The System Decides Your ELO
Just because you or a friend thinks you are a higher level player does not mean you are a higher level player. You nor your friends decide your ELO, the one deciding your ELO is the ranking system that RIOT has put into place. Getting annoyed at how inferior your teammates are compared to you is not the way to improve your play. Accepting your status as whatever you are ranked is one of the first steps to improvement. I mean, if you really were so much better than your teammates as you say you are, why do you have the same rating?
Believing that you are a stronger player than you actually are makes it harder to figure out the things you need to improve on. Playing with a mindset that you are superior to your peers leaves you in a state where you effectively deny most of your mistakes. In the games where you do not make mistakes, it gives you the ability to deny the extra things you could have done to give your team the edge. Sure, although you could have done a lot more in order to give your team the win, you lost because your team was bad… right?
III. Mindset Advice
Do Not Play to Win
Playing the game with the sole purpose of victory is a trap within itself. While focusing on winning is not necessarily a bad thing, being too obsessed with pulling in wins can be detrimental to gameplay. While winning when you are trying to win is certainly positive, when you lose it tends to backfire. Especially when you lose multiple games in a row.

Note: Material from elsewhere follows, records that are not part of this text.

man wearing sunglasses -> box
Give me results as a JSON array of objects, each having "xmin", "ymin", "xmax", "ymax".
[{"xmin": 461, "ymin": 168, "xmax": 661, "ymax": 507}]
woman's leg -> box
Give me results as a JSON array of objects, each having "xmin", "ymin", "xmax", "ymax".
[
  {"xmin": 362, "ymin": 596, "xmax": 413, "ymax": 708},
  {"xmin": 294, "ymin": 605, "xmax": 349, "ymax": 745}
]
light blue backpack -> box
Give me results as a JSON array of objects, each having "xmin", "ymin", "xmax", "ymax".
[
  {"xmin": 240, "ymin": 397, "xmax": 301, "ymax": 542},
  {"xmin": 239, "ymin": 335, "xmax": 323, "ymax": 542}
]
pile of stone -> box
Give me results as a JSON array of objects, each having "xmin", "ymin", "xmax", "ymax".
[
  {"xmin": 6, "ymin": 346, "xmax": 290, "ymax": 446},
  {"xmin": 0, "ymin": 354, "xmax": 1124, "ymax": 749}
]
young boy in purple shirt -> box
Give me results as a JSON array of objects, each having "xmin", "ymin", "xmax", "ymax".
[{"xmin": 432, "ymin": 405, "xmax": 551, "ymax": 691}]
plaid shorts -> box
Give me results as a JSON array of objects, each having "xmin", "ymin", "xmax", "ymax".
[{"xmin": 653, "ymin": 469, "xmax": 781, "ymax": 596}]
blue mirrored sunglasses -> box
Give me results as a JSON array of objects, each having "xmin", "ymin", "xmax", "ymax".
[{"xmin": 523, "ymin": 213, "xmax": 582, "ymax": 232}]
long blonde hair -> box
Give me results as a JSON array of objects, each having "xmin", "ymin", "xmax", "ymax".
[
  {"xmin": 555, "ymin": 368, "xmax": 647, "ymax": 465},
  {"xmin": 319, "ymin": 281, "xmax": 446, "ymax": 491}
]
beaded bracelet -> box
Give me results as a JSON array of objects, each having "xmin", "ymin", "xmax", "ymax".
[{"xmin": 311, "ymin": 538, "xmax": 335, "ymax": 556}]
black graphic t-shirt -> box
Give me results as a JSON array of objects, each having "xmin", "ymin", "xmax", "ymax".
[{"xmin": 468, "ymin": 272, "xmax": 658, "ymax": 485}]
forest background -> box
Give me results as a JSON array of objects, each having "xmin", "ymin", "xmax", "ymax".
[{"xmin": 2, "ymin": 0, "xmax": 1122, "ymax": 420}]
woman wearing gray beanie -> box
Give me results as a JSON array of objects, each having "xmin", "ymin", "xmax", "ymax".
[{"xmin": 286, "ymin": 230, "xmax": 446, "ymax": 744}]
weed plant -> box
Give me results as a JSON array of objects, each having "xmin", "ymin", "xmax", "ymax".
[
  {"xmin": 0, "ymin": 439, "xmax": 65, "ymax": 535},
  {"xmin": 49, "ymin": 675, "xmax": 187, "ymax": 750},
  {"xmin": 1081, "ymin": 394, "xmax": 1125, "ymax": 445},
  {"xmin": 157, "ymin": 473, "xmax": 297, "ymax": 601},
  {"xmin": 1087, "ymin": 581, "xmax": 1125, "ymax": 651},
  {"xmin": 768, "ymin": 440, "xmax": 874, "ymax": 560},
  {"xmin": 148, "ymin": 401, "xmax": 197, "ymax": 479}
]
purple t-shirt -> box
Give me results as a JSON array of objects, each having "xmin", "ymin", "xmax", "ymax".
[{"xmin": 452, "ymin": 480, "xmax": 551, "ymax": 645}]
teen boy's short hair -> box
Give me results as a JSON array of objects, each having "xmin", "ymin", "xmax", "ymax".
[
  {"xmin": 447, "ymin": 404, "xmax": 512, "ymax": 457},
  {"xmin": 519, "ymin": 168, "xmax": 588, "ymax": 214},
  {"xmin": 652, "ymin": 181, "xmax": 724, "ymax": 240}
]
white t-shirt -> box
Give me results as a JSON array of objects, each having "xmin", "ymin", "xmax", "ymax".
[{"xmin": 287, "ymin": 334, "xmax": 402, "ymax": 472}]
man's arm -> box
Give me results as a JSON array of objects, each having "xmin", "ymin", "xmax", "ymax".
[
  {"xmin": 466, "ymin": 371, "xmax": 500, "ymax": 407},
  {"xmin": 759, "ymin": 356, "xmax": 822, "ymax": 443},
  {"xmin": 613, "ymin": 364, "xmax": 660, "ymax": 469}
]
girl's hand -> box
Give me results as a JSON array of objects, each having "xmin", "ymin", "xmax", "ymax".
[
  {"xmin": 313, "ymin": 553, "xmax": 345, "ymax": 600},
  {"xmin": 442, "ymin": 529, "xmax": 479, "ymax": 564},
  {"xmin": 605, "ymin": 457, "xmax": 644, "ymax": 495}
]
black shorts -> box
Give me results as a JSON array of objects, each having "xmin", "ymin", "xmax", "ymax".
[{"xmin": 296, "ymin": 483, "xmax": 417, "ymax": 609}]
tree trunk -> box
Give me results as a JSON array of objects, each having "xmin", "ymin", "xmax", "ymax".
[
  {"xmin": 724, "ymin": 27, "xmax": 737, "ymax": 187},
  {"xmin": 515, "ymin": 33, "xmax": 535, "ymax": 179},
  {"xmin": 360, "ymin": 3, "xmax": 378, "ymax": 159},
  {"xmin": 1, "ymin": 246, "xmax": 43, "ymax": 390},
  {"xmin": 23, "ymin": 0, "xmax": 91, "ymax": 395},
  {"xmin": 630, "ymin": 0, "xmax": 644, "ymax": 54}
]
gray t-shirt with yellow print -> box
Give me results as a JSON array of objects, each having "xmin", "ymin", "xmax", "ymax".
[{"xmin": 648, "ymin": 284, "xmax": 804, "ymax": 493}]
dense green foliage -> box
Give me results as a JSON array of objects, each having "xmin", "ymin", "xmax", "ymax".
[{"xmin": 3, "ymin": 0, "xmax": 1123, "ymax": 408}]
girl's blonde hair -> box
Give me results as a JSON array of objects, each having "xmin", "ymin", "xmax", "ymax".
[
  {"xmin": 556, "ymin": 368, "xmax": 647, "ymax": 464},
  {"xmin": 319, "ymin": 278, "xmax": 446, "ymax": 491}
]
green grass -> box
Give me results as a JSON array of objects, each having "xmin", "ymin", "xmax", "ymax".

When you try extremely hard to win in games, the losses are extremely frustrating. Along with the frustration will come tunnel vision and rash decision making. In addition to these two, the word “rage” certainly will bare its fangs.
Getting too frustrated about the game helps absolutely nobody. When you play frustrated, not only will you play worse, but you will have a higher tendency to take it out on your teammates. By figuring out ways to minimize the frustration of losing, you will have a clearer mind to reflect on the decisions and mechanical play that was done throughout the game. With this not only will losing games feel more constructive, but they will also be more enjoyable because they will not be as irritating to play.
Look Toward the Future, Stay Positive
Stupid things happen throughout every game. People feed, people disconnect, and people make stupid decisions that lead to numerous deaths. Dwelling over these dumb occurences is something you should try to avoid at all costs. Look towards the future.
Just because your team has a bad start does not mean the game is set in stone. The only times the game is a guaranteed loss is when your own team decides it. When your team constantly blames someone for feeding or making a stupid call, your team becomes more focused on arguing than actually playing the game. In addition, your teammates now have an effective scapegoat to deny the fact they did not want to try to win. Your teammates can always just blame the feeder; after all, the loss was entirely his fault right?
Although this is a scenario you will not be able to avoid in games, the most you can try to do is defuse the situation. Try your best to keep your team focused on playing and not arguing. While the methods of doing this vary, the most important thing is that you do not also harass your teammates. I, for one, stop trying to actually win if I start getting harassed too much.
Who wants to see jerks win games anyways?